Vladimir Putin’s move on Crimea has proven to be a moment of truth for German foreign policy. Only weeks after German President Joachim Gauck’s well-received speech on a new German role in international affairs, delivered at the 50th Munich Security Conference, Berlin finds itself caught in a dilemma. It has to choose between new-found ambitions and traditional orientations, between upholding Western principles on statehood and legal norms and the return of power politics in its relations with Russia. In normative terms, the decision to stand behind the West’s rejection of Russia’s grip on Ukraine was clear;. At the same time, Berlin’s foreign policy actors were keen to maintain at least some room for dialogue with Russia, following German foreign policy’s decades-old rationale in seeking to moderate and influence Russian decisions through continued exchange. Many politicians and pundits have confused this approach with Willy Brandt’s Ostpolitik, which aimed at defusing the Cold War and easing the division of Germany through a gradual process of approximation. Indeed, the policy of seeking dialogue goes back to the first West German Chancellor, Konrad Adenauer, who at the height of the Cold War sought to put Germany on speaking terms with Moscow.

The current dilemma, however, goes further than this. Ever since the collapse of the Soviet Union, German foreign policy makers have maintained a consistent approach to Russia as a political partner. This approach has centred around the offer of enhanced economic partnership and the pretence that Russia would eventually follow the transformation process of East Central Europe, even if it would require more time and take several detours on the way.

It appears that this approach no longer has any basis in the reality of Russian politics. In light of this fact, it would follow that German foreign policy would still seek to engage with Russia, but on the basis of non-convergence and of power politics. Berlin’s aim would be to prevent deeper hostility and confrontation. For this reason, the German government has lobbied for the “contact group” approach on Ukraine as a means to allow Russia some say on internal Ukrainian affairs as part of an “internationalisation” of the power struggle in Kiev. And Berlin has worked for a phased approach to sanctions, trying to keep open the option of talks with Moscow.

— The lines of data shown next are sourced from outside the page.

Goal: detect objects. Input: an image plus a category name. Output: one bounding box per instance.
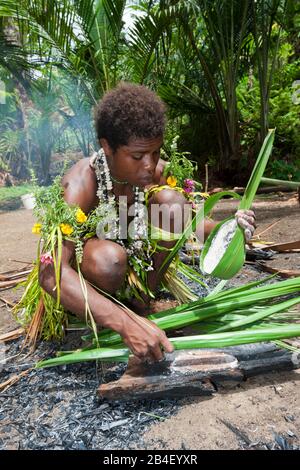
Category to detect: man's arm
[39,160,173,361]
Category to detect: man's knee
[81,239,127,288]
[149,189,191,233]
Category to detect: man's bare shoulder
[62,158,97,213]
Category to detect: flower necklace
[92,149,153,271]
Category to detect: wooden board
[99,343,299,400]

Following the annexation, Germany will go along with the next phase of economic sanctions, emphasising cooperation with Russia on military affairs and new rules for business deals. In the immediate future, this could affect German company Wintershall’s sale of gas storage capacities to Russian investors. German business is on the alert: German firms have invested some €20 billion in the Russian Federation, which could become target of Russian retaliation if and when European Union sanctions move to larger-scale asset freezing. On the other hand, Angela Merkel will be extremely reluctant to extend European sanctions to the energy sector. Up to now, there has been an implicit German-Russian understanding not to instrumentalise (from either side) the energy relationship in times of political conflict, dating back to the days of the Soviet invasion of Afghanistan in the winter of 1979/80.

Seen from Berlin, the EU’s Eastern Partnership policy has failed to stabilise the statehood and Western orientation of the former Soviet republics. While the German government supports giving short-term aid and political support to Kiev, it has doubts as to whether the association instrument will now serve to help a new Ukrainian government to prevail. Berlin is even more dubious as to whether the extension of the association offer into a pledge for accession would serve the European interest.

The renewed debate about Deutschlands neue Außenpolitik (Germany’s new foreign policy) has now been grounded in some sober realism. But it may have even emerged the stronger for it.